Was den Känguruapfel so interessant macht sind aber in erster Linie seine Inhaltstoffe. Von allen untersuchten Solanum-Arten enthält der Känguruapfel die höchsten Mengen an Solasodin, einem pflanzlichen Steroidalkaloid, das als Ausgangsstoff für die industrielle Herstellung von Cortisonen und Steroidhormonen verwendet werden kann. Auch die in den Antibabypillen enthaltenen Sexualhormone werden aus solchen pflanzlichen Steroiden hergestellt. Der Bedarf ist daher enorm. Hauptausgangsstoff für diese Präparate ist zwar noch immer das Diosgenin aus den Knollen tropischer Yams-Arten (Dioscorea), aber Schwierigkeiten im Anbau und Engpässe bei der Versorgung führten schon in den 1970er Jahren zur Suche nach Alternativen. Seither wurden der Känguruapfel und weitere Solanum-Arten vor allem in der ehemaligen UdSSR, in Osteuropa, in Neuseeland und in Indien angebaut. Seit längerem wird auch versucht, die Inhaltstoffe aus Zellkulturen des Känguruapfels zu gewinnen. Damit wäre es möglich, Solasodin in großen Mengen in Bioreaktoren herzustellen. Erfolgversprechend scheinen hier sogenannte „Hairy Root Kulturen“ zu sein. Dabei handelt es sich um Zellkulturen, die mit einem Agrobakterium infiziert werden und dadurch nur noch feine Wurzelfäden bilden und unbegrenzt wachsen. Diese Kulturen bilden sehr viel größere Mengen sekundärer Inhaltstoffe als normale Zellkulturen. Auch wenn diese Produktionsweise mit den traditionellen Vorstellungen einer Nutzpflanze nicht mehr viel zu tun, wird doch deutlich, wie wichtig pflanzliche Produkte in unserem modernen Leben sind, und wie bedeutsam die biologische Vielfalt bei der Suche nach Wirkstoffen ist.
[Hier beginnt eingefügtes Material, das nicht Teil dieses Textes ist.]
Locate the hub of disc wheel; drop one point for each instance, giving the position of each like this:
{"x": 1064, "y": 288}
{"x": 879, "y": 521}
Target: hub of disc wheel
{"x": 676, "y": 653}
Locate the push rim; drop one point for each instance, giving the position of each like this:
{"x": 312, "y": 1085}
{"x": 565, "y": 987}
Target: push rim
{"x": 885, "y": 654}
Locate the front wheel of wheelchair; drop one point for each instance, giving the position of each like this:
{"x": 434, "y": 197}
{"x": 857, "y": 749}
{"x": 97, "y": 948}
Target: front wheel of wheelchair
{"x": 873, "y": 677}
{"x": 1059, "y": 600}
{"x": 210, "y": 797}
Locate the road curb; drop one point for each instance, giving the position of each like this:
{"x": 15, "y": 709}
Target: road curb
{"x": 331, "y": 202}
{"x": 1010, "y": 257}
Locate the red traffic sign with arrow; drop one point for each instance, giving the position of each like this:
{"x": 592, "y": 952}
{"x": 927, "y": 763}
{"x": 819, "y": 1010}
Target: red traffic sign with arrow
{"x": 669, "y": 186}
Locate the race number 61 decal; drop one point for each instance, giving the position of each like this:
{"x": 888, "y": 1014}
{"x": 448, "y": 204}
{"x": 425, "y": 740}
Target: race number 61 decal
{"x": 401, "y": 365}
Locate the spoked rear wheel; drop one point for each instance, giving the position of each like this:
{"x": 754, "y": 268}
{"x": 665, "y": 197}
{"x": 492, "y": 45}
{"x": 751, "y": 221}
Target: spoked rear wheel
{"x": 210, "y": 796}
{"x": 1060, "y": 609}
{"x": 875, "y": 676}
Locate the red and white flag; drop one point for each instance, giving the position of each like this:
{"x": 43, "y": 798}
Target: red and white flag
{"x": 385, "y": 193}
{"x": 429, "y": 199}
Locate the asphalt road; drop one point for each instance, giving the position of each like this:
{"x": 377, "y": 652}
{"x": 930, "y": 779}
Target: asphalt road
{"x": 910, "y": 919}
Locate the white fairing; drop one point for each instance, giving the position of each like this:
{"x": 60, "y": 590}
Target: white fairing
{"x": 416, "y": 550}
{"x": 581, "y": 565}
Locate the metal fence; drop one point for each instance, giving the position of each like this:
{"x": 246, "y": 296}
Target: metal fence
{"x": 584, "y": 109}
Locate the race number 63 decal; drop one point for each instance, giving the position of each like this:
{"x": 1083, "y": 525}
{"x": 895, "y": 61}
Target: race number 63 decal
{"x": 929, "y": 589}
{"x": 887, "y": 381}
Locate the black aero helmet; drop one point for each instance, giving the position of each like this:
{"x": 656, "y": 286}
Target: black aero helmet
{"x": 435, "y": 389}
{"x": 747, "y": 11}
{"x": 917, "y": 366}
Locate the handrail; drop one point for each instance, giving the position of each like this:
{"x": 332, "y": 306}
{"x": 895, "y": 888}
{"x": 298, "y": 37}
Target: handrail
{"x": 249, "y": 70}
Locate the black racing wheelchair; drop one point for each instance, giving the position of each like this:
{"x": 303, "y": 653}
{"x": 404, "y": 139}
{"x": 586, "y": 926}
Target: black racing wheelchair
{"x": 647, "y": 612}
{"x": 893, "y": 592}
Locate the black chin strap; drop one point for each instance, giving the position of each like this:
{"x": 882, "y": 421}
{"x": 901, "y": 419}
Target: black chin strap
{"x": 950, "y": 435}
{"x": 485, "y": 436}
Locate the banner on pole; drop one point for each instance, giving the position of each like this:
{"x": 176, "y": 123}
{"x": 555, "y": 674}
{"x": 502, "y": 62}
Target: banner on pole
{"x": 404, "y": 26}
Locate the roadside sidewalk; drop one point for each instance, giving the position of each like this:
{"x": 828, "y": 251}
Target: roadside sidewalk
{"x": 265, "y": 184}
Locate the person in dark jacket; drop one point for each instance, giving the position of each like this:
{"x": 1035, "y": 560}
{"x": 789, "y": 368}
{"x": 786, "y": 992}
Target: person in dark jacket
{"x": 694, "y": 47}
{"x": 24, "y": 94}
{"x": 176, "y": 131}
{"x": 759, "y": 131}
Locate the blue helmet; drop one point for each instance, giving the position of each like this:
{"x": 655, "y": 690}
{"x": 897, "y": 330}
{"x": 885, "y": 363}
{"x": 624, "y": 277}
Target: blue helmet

Systematik: Nachtschattengewächse (Solananceae)
Heimat: Australien, Neuseeland
Standort: Systematische Abteilung, Beet 32

Literatur
Eich, E. (2008). Solanaceae and Convolvulaceae: Secondary Metabolites. Springer, Berlin Heidelberg.
Purdie, R.W., D.E: Symon & L. Haegi (1982). Solanaceae. In: Flora of Australia, Volume 29. Canberra.